Pao: I have to say that even today there are times when I still have dreams about the time that I was imprisoned: the torture, hunger, and seeing fellow prisoners die from disease or from trying to escape. I would wake up from the dreams sweating, or my heart would be pounding so fast. There have been times when it felt as though I was still in that place. Family, friends, and strangers have asked me about what it was like in the prison camp. I usually just tell them basic information without details. That is because I have tried to forget. So the hardest part for me during our work together is that I had to remember. I can’t describe it but it’s like I’m reliving those moments when I’m telling them to you.

Chia: I remember quite a few times during the first interview when I could tell it was difficult for you. We had to stop the first interview when we got to the part where you held the hand of a fellow prisoner as he slowly died.

Pao: Yes. The next day when we continued the interview, I was able to discuss it without choking up.

Chia: Can you discuss what the last seven years have been like for you? And, what does having this book mean to you?
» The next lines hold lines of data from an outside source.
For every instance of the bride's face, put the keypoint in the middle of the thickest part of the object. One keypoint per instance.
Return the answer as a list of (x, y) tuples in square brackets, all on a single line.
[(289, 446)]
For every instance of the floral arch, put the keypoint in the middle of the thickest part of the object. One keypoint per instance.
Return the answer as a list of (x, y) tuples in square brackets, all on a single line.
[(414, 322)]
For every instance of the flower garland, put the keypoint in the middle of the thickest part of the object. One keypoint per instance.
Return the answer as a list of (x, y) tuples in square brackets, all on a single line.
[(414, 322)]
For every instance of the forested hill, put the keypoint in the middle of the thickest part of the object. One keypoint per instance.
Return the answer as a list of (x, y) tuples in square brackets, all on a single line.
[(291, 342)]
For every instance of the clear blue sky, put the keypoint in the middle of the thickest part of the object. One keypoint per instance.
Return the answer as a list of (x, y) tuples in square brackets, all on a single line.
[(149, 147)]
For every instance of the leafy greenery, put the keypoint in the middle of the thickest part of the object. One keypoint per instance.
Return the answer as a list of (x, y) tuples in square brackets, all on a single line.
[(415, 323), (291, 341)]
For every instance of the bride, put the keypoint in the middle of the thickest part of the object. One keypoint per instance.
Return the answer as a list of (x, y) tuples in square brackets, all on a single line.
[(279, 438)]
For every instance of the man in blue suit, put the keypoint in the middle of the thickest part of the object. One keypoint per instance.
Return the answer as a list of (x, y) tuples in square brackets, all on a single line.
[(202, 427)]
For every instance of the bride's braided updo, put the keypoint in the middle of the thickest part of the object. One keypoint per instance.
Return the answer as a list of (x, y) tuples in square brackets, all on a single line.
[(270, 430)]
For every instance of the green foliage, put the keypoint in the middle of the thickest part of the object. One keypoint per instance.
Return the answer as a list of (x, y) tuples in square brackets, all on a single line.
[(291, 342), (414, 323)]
Pao: Like I mentioned earlier, I wasn’t sure it would happen. I felt like I told you so many things about my entire life. I’m really proud of the fact that you helped to make my life story coherent. It was, and is, to some extent, still a little chaotic. I don’t have a magical answer for how to overcome difficult experiences. My life and that of my loved ones are not perfect. We still have issues to resolve. To answer your question, the last seven years have actually been hopeful for me. Working with you and knowing that someone believes my lived experiences are worth remembering gives me hope, that it is OK that I don’t have all the answers. I feel honored that during wartime I was forgotten, but with this book, my story will be known to others today and future generations.

Chia: Well, I’ve certainly learned a lot collaborating with you. Thank you for trusting me to help tell your story, which I know is reflective of the lasting impact of the war on Hmong lives. Through your story, I’ve tried to reveal the scars that never heal and the experiences that are difficult for people who did not go through similar experiences to understand. It’s a story about war and survival and the struggle to make sense of life.

Pao: Indeed, the struggle continues but being able to hold this book in my hand has brought great joy to me. Thanks again for believing that my ordinary story is worth documenting.